Frankreich bekommt eine neue Kurzzeit-Regierung
Nach dem Verzicht auf seine Kandidatur ernannte Frankreichs Präsident François Hollande eine neue Regierung. Premier wird Bernard Cazeneuve. Seine erste Aufgabe ist die Verlängerung des Ausnahmezustandes.
Der Verzicht zieht weitere Kreise: Seit François Hollande vor einigen Tage erklärt hatte, nicht mehr bei der französischen Präsidentenwahl antreten zu wollen, sind die Dinge in Paris noch mehr in Bewegung als sonst schon. Am Montagabend hatte Premier Manuel Valls seine eigene Kandidatur angemeldet und zugleich den Rücktritt von seinem Posten eingereicht.
Präsident Hollande ernannte dann Dienstagfrüh einen Nachfolger für das Hôtel Matignon, den französischen Regierungssitz. Mit Bernard Cazeneuve traf er die erwartete Entscheidung, bevor er noch weitere Minister ernannte.
Im Vorfeld waren auch andere Namen als mögliche Nachfolger für Valls genannt worden. Darunter waren etwa die zwei Ministerinnen Najat Vallaud-Belkacem (Bildung) und Marisol Touraine (Gesundheit).
Mit Cazeneuve geht der Staatschef auf Nummer sicher: Der 53jährige Innenminister gilt als solide, loyal und diskret – genau das Richtige für die letzten fünf Monate, die Frankreich von den Präsidentschaftswahlen und damit einem weiteren Regierungswechsel trennen. Im Unterschied zu ehrgeizigen Ministern wird der populäre Cazeneuve Hollande nicht gefährlich: Er hat intern bereits erklärt, dass er sich 2017 aus der Politik zurückziehen wolle.
Multiminister vom Kanal
Der ehemalige Bürgermeister der Hafenstadt Cherbourg am Ärmelkanal hatte nach Hollandes Amtsantritt 2012 zuerst als Europa- und dann als Budgetminister fungiert. Dabei erhielt der wortkarge, aber beflissene Sozialist den Spitznamen des Star Wars- Roboters R2D2.

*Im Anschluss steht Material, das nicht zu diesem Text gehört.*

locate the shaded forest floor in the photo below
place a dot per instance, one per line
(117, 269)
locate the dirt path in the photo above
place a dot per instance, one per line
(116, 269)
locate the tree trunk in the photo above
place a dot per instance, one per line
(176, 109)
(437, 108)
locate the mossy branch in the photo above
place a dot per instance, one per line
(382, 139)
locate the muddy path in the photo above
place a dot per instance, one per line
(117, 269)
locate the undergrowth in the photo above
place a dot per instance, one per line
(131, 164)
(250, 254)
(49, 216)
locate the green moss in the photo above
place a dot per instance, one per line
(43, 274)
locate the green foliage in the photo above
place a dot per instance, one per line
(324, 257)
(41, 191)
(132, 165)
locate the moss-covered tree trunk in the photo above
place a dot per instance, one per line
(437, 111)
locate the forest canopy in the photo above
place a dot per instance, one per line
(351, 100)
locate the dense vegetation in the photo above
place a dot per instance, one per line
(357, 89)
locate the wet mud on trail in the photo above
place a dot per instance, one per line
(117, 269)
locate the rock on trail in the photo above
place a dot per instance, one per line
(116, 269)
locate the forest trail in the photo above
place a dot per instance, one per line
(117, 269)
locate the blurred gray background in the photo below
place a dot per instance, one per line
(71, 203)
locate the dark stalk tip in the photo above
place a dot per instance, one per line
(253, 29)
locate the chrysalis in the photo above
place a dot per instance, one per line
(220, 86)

2014 betraute Hollande den Staatsdiener ohne Fehl und Tadel mit dem zentralen Posten des Innenministers. Cazeneuve legte dabei von Beginn an Zeugnis seines fachlichen, aber auch politischen Geschicks ab. Gleich zu Anfang musste er mit dem Tod des mili- tanten Autonomisten und Umweltschützers Rémi Fraisse durch eine Polizeigranate umgehen.
Das war aber nur der Beginn eines Dauereinsatzes an der Terrorfront, erfolgten doch anfangs 2015 die Anschläge auf die Charlie Hebdo- Redaktion und einen jüdischen Supermarkt in Paris.
Nach den Attacke von November 2015, unter anderem auf das Konzertlokal Bataclan, überwach- te Cazeneuve die praktische Umsetzung des Ausnahmezustandes, den Hollande angeordnet hatte.
Bei dem Lastwagenanschlag in Nizza musste sich der Innenminister in diesem Sommer erstmals gegen Kritik verteidigen, die Polizei habe die Strandpromenade zuwenig abgesichert. Die Vorwürfe zielten aber nie auf den Minister selbst. Auch die Sicherheit rund um die Klimakonferenz von Paris vor Jahresfrist oder die Räumung des Flüchtlingslagers in Calais leitete er mit Umsicht.
Kein Doppelamt
Vor seiner Nominierung war in Paris vor allem die Frage diskutiert worden, ob der Innenminister sein bisheriges Amt nicht behalten und in Kumulation mit seinem neuen Posten als Premier ausüben sollte. Cazeneuve könne ja auch im Hôtel Matignon die Themen Sicherheit und Polizei aus nächster Nähe verfolgen. Das ist nicht geschehen, der Fraktionschef der Sozialisten, Bruno Le Roux, folgt Cazeneuve im Innenministeramt nach.
Die Verfassung sieht vor, dass ein Ausnahmezustand 15 Tage nach einem Regierungswechsel automatisch endet – eine der ersten Amtshandlungen von NeoPremier Cazeneuve wird deshalb darin bestehen, das Notrecht in Absprache mit dem Parlament bis Frühling 2017 zu verlängern. Hollande hatte schon vor längerem erklärt, er wünsche die Ausdehnung des Ausnahmerechts bis nach den Präsidentschaftswahlen im Mai.
Menschenrechtskreise üben unterdessen zunehmende Kritik an der Regelung, die Hausdurchsuchungen und die Anordnung von Hausarrest ohne richterliche Kontrolle ermöglicht.